Park’s team tested 14 different chatbot models by asking political questions on topics such as immigration, climate change, the role of government and same-sex marriage. The research, released earlier this summer, showed that models developed by Google called Bidirectional Encoder Representations from Transformers, or BERT, were more socially conservative, potentially because they were trained more on books as compared with other models that leaned more on internet data and social media comments. Facebook’s LLaMA model was slightly more authoritarian and right wing, while OpenAI’s GPT-4, its most up-to-date technology, tended to be more economically and socially liberal.
One factor at play may be the amount of direct human training that the chatbots have gone through. Researchers have pointed to the extensive amount of human feedback OpenAI’s bots have gotten compared to their rivals as one of the reasons they surprised so many people with their ability to answer complex questions while avoiding veering into racist or sexist hate speech, as previous chatbots often did.
Rewarding the bot during training for giving answers that did not include hate speech, could also be pushing the bot toward giving more liberal answers on social issues, Park said.

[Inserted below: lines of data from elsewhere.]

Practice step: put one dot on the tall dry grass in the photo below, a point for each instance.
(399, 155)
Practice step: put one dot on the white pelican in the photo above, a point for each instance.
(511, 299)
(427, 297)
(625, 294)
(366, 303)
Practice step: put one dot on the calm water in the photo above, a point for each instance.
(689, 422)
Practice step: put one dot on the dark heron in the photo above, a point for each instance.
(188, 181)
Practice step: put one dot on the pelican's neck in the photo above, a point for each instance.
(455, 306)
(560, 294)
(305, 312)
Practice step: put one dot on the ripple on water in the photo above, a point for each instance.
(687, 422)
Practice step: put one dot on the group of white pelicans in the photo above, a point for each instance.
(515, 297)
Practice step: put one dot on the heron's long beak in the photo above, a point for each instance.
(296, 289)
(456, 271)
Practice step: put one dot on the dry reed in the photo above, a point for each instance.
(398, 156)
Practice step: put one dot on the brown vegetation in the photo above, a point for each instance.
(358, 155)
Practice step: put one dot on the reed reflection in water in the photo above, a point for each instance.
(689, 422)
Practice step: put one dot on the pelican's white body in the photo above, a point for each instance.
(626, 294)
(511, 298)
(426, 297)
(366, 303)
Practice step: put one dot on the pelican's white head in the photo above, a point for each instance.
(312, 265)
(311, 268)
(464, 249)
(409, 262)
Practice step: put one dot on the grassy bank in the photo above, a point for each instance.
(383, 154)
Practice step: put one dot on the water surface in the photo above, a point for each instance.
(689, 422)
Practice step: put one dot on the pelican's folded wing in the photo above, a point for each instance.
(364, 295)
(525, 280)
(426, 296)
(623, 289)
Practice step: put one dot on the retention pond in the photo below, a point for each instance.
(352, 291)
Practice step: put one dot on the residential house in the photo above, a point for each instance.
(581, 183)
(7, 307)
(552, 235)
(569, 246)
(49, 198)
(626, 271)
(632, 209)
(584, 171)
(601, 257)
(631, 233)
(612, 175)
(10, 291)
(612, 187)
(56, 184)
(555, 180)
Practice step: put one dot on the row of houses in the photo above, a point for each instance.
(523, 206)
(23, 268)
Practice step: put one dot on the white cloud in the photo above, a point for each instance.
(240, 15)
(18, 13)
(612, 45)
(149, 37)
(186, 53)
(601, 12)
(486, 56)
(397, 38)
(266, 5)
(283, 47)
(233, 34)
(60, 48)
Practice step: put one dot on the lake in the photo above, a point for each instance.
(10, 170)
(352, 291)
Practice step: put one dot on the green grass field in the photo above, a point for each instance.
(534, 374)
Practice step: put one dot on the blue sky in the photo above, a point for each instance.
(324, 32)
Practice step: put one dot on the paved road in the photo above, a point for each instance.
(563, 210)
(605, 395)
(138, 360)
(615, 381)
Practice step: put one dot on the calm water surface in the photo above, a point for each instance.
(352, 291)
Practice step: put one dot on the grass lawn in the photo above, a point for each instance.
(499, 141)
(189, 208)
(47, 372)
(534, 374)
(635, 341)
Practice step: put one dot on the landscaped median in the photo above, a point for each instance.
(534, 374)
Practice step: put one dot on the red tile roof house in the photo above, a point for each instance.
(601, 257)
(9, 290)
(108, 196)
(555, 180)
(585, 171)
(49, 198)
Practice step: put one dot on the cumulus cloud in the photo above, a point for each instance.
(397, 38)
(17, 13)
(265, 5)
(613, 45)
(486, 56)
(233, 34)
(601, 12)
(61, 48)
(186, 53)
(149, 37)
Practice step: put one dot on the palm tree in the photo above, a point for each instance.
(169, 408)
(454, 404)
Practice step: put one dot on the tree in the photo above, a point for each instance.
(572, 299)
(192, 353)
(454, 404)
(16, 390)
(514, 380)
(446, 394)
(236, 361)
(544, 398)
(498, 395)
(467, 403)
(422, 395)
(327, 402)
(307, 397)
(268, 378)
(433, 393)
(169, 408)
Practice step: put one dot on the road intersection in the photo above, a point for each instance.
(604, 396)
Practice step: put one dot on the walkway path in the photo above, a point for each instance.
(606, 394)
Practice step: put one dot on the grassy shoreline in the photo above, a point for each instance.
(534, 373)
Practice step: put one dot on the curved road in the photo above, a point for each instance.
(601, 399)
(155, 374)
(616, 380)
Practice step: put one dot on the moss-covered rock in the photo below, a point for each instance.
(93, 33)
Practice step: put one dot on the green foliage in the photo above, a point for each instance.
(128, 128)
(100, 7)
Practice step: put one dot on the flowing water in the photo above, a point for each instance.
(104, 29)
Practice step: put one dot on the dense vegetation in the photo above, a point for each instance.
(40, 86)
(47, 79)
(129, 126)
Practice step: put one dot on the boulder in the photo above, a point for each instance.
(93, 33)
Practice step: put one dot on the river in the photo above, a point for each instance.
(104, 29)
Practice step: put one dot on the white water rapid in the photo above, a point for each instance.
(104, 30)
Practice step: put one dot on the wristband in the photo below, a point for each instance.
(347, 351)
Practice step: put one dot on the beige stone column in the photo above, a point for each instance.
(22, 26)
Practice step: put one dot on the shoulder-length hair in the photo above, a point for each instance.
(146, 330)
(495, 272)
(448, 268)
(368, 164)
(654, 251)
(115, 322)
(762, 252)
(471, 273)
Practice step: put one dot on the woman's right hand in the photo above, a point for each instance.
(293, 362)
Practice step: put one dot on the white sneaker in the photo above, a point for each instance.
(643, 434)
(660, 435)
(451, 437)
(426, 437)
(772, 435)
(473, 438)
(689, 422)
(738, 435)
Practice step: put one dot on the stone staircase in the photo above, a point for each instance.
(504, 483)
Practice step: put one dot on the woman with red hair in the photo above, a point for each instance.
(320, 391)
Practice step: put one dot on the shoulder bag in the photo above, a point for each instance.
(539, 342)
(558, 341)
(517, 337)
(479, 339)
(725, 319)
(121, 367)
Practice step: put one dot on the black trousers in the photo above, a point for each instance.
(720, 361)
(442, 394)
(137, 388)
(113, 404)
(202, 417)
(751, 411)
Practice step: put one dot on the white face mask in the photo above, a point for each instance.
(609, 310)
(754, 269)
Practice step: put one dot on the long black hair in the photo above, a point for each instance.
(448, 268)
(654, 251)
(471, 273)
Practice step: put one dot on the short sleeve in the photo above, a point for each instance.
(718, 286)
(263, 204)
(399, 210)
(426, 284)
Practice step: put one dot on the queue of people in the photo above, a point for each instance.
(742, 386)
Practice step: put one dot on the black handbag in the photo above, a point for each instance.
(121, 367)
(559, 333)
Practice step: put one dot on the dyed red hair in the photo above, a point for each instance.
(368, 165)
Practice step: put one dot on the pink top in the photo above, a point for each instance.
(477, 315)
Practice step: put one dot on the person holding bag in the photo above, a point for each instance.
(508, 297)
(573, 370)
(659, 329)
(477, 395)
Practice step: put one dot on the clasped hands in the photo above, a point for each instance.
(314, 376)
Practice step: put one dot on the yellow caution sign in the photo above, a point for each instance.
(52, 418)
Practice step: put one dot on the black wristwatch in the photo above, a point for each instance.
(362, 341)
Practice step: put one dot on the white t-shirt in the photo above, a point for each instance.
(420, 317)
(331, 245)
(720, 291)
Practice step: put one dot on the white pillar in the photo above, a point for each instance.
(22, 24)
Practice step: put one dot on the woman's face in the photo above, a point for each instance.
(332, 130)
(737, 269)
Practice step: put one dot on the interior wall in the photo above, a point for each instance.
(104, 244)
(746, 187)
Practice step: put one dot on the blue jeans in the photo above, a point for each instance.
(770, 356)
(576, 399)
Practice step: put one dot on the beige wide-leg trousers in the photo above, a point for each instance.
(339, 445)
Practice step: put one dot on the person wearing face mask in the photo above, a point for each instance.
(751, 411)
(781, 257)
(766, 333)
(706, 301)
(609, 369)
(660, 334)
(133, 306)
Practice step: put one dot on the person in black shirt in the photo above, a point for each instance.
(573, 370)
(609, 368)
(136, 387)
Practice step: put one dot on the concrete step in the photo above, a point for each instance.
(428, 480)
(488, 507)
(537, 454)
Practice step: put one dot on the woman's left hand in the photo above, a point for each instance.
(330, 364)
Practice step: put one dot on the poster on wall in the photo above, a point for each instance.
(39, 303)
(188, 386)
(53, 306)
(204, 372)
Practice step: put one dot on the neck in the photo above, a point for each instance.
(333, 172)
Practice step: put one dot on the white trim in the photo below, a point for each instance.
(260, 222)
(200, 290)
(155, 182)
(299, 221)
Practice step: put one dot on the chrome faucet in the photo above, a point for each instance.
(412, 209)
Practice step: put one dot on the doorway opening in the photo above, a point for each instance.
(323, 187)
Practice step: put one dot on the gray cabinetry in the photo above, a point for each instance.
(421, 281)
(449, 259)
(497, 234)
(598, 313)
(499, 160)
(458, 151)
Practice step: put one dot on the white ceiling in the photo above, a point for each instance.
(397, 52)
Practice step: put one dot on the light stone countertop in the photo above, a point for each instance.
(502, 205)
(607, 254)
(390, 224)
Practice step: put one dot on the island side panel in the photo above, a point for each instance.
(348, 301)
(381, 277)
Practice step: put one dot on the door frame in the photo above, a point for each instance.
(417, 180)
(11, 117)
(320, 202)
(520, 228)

The papers have some inherent shortcomings. Political beliefs are subjective, and ideas about what is liberal or conservative might change depending on the country. Both the University of East Anglia paper and the one from Park’s team that suggested ChatGPT had a liberal bias used questions from the Political Compass, a survey that has been criticized for years as reducing complex ideas to a simple four-quadrant grid.
Other researchers are working to find ways to mitigate political bias in chatbots. In a 2021 paper, a team of researchers from Dartmouth College and the University of Texas proposed a system that can sit on top of a chatbot and detect biased speech, then replace it with more neutral terms. By training their own bot specifically on highly politicized speech drawn from social media and websites catering to right-wing and left-wing groups, they taught it to recognize more biased language.
“It’s very unlikely that the web is going to be perfectly neutral,” said Soroush Vosoughi, one of the 2021 study’s authors and a researcher at Dartmouth College. “The larger the data set, the more clearly this bias is going to be present in the model.”